Old Tizzy said all right and went off with his girl Marion, who wasn’t a bad piece herself, except she had the kind of teeth you could use to eat roasting ears through a picket fence, and I started off with Marsha across town, not east toward the crummy section where I lived, but north toward the section where the people lived who were lousy with dough, and she held onto my arm and kept running her hand up and down the inside of it like she did before on the way to Tompkins’. She said again she simply couldn’t understand how she’d missed me so long around school and asked me to tell her all about myself, because she simply had to know every little detail about a guy who was bound to be a big basketball star and famous as all hell, and I thought, Anytime you think I’m going to louse up the works by telling you about my crummy family, baby, you’re a hell of a lot crazier than I think you are, so instead I told her a lot of God-damn lies about how my old man was pretty poor, even though he’d once been on the way to becoming a damn millionaire or something, and this was because he had a very bad disease of some kind that he never talked about and the doctors couldn’t do anything about, and it was just a damn crying shame all around. I told her, besides, that my older brother had been killed in the war, which was the only true thing I told her, and that my old lady had been heart-broken ever since and just seemed to keep on wasting away over the grief of it, but as a matter of fact, my old lady never felt any grief in her life that she couldn’t cure with a few cans of beer. Anyhow, I got warmed up to it pretty well and laid it on pretty thick, and she kept hanging onto my arm tighter and tighter and rubbing harder and harder on the inside, and every once in a while she’d make this little cooing sound that was like a doll makes when she’s working up to a tumble, and by the time I’d finished, damned if we hadn’t walked all the way across to her neighborhood and down to her house on the very street she lived on.

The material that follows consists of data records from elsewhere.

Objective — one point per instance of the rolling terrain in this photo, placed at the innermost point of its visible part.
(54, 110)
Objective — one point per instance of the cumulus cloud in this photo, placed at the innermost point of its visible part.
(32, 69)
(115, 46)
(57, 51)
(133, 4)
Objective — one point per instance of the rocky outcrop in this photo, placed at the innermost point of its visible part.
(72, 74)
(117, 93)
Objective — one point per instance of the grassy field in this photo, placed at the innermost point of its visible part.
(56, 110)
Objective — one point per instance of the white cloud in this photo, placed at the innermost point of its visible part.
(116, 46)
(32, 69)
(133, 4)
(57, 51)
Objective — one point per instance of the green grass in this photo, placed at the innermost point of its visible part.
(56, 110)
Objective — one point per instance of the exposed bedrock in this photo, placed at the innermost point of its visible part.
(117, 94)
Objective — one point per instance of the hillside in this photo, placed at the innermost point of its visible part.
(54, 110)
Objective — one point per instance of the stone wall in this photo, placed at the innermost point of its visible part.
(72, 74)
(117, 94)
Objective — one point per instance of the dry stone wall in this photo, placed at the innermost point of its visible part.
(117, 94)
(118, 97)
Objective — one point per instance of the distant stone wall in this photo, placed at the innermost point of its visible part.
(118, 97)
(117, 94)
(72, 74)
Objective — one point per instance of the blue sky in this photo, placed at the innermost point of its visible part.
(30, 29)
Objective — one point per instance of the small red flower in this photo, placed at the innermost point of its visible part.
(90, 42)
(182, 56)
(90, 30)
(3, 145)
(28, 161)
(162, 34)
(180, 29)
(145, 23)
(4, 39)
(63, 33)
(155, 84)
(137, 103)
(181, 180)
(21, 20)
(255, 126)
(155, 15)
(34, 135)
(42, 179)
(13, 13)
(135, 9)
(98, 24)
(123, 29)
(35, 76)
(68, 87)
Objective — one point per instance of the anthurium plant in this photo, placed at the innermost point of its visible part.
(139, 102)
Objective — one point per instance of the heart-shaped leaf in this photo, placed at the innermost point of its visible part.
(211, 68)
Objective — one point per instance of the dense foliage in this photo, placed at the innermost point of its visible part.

It was a big God-damn place, built like one of these old colonial mansions you see in pictures about the Civil War and stuff, and it was set back of a big front yard with a lot of trees and bushes growing around and a curved driveway going up one side and around in front of the house. We stopped along the drive under a tree, and she said, “I’m sorry I can’t ask you to come in tonight. You understand, don’t you?” and I thought, Sure, I understand. I understand your old man would probably throw me out on my butt if you did, but I said, “That’s all right. It’s getting pretty late, anyhow, and I’d better be getting home.” Then she turned and put her arms up around my God-damn neck and said, “Here’s a kiss for the hero, anyhow,” and that’s when I found out for sure what I’d been suspecting already, that this little old Marsha was a real worker, and that it didn’t make any God-damn difference which side of town you were on when you got down to business, it was the same wherever you were, only a little better some places than others, depending on who you were doing business with. I don’t mind telling you that kiss would have blistered the paint on a new automobile, and she may have been pretty good at it and all that, but no doll is that good naturally, and the only way she gets that good is by a hell of a lot of experience. I sneaked in a feel or two upstairs, and she didn’t seem to mind, but pretty soon she pulled away and skipped up the driveway laughing and said over her shoulder, “Goodnight, Skimmer. See you at school.” I watched her go up between the big columns on the porch and through the door, and then I turned and started shank’s mare for home, and as you can see, there hadn’t really been much to it, just a kiss and a couple of feels where they didn’t count much, and that’s the way she worked on me.